Nem sei como começa e como termina. Mas fico meses pensando nas contas, na tese que anda parada, nas milhões de coisas muito terrenas e pragmáticas que preciso fazer e, de repente, me descubro rezando (da minha maneira toda particular), pensando em fantasmas, espíritos e na atmosfera diferente de um final de semana.
Acho que estou numa dessas fases. Estou achando tudo meio esquisito, pra começar com um certo mal-estar que me ronda esses dias - que, aliás, me impede de fazer qualquer coisa de produtiva (como se eu precisasse de mais desculpas pra ser vagabundo). Ontem chegou às raias de dar umas tonturas (talvez o fato de que tenho bebido praticamente todo dia desde meados de outubro ajude). Mas, enfim, é algo que há algum tempo queria entender melhor e não consigo.
Em São Carlos, no final de semana, acabei estacionando numa praça de lá. Como era sábado, a polícia não multaria quem não tivesse o cartão de zona azul depois da 1:00. Era quase meio-dia, então não achei que haveria qualquer problema.
Saio do carro, fecho, começo a andar e, meio com o canto do olho, reparo num carinha na esquina, olhando pro meu carro e anotando algo num bloquinho. Claro que fiquei meio incomodado. Não que o cara fosse um amarelinho à paisana, pensei, mas vai saber o que ele estava fazendo. A quantidade de novos golpes que eu fico sabendo quase todo dia, eleva meu nível de alerta ao vermelho com facilidade. As pessoas são muito criativas para se dar bem. Claro que, quando você sabe de um desses golpes, eles já não são mais aplicados e inventam outro mais mirabolante. Mas dá pelo menos para não subestimar a capacidade de charlatães e bandidos de toda sorte por aí.
Voltei. Decidi tirar o carro dali e estacionar mais pra frente. É, ele anotava a placa mesmo.
"Com licença, o senhor quer alguma coisa?"
"Você sabia que a placa deste carro é numerologicamente muito boa?"
(Misto de expressão com suspeitas com aquela estupefatação e preocupação de quem percebe estar na frente de um potencial maluco místico)

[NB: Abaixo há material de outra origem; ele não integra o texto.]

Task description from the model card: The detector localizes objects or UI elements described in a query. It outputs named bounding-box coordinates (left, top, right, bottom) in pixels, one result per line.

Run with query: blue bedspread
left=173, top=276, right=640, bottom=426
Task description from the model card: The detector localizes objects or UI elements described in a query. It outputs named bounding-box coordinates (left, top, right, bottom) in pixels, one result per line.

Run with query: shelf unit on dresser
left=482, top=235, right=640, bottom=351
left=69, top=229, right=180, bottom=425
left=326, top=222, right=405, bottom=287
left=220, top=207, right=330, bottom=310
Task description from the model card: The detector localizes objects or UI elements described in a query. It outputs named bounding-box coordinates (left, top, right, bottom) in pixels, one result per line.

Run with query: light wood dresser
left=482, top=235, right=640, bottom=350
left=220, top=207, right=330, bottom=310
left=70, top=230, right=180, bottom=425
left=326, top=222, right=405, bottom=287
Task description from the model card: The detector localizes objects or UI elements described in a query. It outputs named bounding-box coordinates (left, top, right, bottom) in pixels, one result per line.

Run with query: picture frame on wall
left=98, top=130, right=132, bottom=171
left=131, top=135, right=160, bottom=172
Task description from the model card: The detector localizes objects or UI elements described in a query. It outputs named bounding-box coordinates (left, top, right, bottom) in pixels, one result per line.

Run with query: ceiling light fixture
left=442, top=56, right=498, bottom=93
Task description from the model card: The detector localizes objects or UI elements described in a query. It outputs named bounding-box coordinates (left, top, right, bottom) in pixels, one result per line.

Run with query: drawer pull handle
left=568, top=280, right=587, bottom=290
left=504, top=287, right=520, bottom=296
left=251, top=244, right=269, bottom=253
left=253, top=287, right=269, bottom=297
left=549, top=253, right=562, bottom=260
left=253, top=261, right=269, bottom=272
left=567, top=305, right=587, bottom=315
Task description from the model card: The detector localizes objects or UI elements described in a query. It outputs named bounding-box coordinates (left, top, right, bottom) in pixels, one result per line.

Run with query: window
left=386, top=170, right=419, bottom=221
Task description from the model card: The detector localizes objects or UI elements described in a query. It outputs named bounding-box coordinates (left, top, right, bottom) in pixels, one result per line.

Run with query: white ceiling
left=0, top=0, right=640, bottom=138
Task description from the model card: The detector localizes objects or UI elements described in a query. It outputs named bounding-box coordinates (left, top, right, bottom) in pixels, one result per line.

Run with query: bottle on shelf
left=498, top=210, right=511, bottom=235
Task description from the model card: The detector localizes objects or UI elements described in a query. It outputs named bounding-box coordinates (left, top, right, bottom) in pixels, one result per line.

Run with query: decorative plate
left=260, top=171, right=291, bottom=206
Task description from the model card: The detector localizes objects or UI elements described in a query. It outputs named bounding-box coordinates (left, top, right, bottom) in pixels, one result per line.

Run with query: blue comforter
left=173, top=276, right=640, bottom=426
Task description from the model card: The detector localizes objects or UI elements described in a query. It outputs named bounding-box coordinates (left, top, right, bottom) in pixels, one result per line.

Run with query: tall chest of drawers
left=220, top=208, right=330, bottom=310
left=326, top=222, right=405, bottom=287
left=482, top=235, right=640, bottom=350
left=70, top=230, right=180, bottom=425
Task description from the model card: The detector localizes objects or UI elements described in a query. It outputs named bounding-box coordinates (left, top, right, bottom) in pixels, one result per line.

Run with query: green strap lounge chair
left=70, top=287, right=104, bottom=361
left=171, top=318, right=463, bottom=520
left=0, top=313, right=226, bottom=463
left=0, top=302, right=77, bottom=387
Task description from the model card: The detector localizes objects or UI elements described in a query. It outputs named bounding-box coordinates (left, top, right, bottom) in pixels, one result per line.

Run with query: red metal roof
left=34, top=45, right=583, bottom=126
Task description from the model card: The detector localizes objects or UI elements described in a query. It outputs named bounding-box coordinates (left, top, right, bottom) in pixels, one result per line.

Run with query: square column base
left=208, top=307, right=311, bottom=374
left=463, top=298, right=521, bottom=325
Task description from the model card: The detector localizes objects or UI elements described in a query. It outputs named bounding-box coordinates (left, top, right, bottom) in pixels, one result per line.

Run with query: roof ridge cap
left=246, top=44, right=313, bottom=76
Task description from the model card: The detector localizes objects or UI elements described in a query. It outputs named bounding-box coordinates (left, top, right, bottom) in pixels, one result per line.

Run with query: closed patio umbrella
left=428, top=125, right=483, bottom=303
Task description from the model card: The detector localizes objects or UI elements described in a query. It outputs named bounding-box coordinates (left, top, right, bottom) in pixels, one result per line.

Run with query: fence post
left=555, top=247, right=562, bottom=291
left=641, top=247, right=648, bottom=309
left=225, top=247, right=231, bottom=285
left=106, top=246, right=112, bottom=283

"Pois é, deixe-me mostrar..."
(Anota a placa e começa um complicado cálculo de somas e conversões de números e letras)
"É uma placa 6, que tem poderes muito diferentes. É ótima para não causar acidentes. Tem muita gente que morre por aí em acidente de carro e não se sabe porque. As placas. São as placas. Você tem sorte. Seria melhor apenas se fosse uma placa 3."
(Cara de quem começa a ficar assustado)
"Sinto muito, estou com pressa. Faça o favor de me dar esse papel."
Aí vou embora até a esquina seguinte com uma sensação não muito boa. Será que há uma numerologia que governa minha perícia automotiva? Ou que vai colocar em meu caminho os infelizes ineptos com placas não múltiplas de 3?
Sequer me senti muito reconfortado com o fato da minha placa ser boa. Se fosse ruim ele me diria? E se me dissesse, voltaria dirigindo pra casa? Tudo bem, não sou assim tão crédulo, mas também não sou totalmente imune a um desses malucos. Guimarães Rosa teria respeito pelo cara. Talvez eu também devesse ter. Por via das dúvidas.
Enfim, a semana passou meio esquisita.
Ante-ontem, pleno Halloween, descobri que Geertz morreu.
A única coisa boa? O Timão ter saído de vez do rebaixamento.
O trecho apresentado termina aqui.